A Malaysian contractor at the center of a corruption scandal rocking the US Navy pleaded guilty to fraud charges, admitting to bribing officials with cash, prostitutes, Cuban cigars and Kobe beef.
Known as "Fat Leonard" by the American sailors who dealt with him, 50-year-old Leonard Francis of Glenn Defense Marine Asia (GDMA) entered a guilty plea in a federal court in San Diego, confirming he presided over a decade-long scheme involving tens of millions of dollars in bribes, prosecutors said.
In addition, his ship supply company, GDMA, pleaded guilty to bribery charges and US Navy Captain Daniel Dusek pleaded guilty to conspiracy to commit bribery, the hightest-ranking officer so far to admit wrongdoing in the case.
Four other current and former naval officers have been charged in the scandal.
Dusek, 47, admitted to using his position as a senior officer to ensure ships stopped at ports where Francis's company operated, and on one occasion arranged for an aircraft carrier strike group to stop at Port Klang, Malaysia, a terminal owned by Francis, officials said.
The plea by "Fat Leonard," portrayed as the ringleader of the bribery scheme, represents a coup for prosecutors in the worst scandal to hit the navy in years.
It also raised the possibility that more naval officers could be implicated.
Federal prosecutors said the investigation was "ongoing" and that the case was not closed.
"It is astounding that Leonard Francis was able to purchase the integrity of Navy officials by offering them meaningless material possessions and the satisfaction of selfish indulgences," US Attorney Laura Duffy said in a statement.
"In sacrificing their honor, these officers helped Francis defraud their country out of tens of millions of dollars.
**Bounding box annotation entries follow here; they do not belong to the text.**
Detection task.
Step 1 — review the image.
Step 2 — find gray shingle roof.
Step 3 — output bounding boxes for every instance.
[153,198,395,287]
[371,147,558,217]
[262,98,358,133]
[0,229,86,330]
Now they will be held to account," she said.
Francis pleaded guilty to bribery, conspiracy to commit bribery and conspiracy to defraud the United States, authorities said.
He agreed to forfeit $35 million that he made in the scheme and to repay the navy whatever amount the court decides.
As part of his guilty plea, Francis admitted he bilked the US military out of tens of millions of dollars by routinely overbilling for fuel, tugboat services and sewage disposal.
- Prostitutes, pigs and handbags -
Francis's firm gave naval officers millions of dollars in gifts, including over $500,000 in cash, hundreds of thousands of dollars in prostitution services, travel expenses, luxury hotel stays and spa treatments, lavish meals, including Kobe beef, Spanish suckling pigs, "top-shelf" alcohol, Cuban cigars, designer handbags, watches, fountain pens, designer furniture, electronics, ornamental swords and handmade ship models, authorities said.
In return, naval officers gave Francis classified and confidential information, including ship schedules. Francis also secured preferential treatment for his firm in the contracting process.
Sentencing hearings for Francis and the naval officer, Dusek, are scheduled for April 3.
Francis told prosecutors of seven Navy officials that he bribed, including Dusek and three others who have entered guilty pleas.
A fifth officer, Commander Michael Vannak Khem Misiewicz, has pleaded not guilty and will face trial.
The other two named by Francis have yet to be identified or charged.
In addition, two naval admirals have had their access to classified information suspended over accusations of inappropriate contact with Francis. Neither of them have been charged.
Misiewicz, who has insisted he is innocent, was seen as a rising star in the navy, which promoted his life story when a destroyer under his command paid a visit to Cambodia.
Born in Cambodia, he was sent away as a boy to the United States for adoption to save him from the genocidal Khmer Rouge.
Now Misiewicz stands accused of accepting luxury suites at the Shangri-La hotel in Singapore and prostitutes in exchange for providing GDMA with confidential ship movements.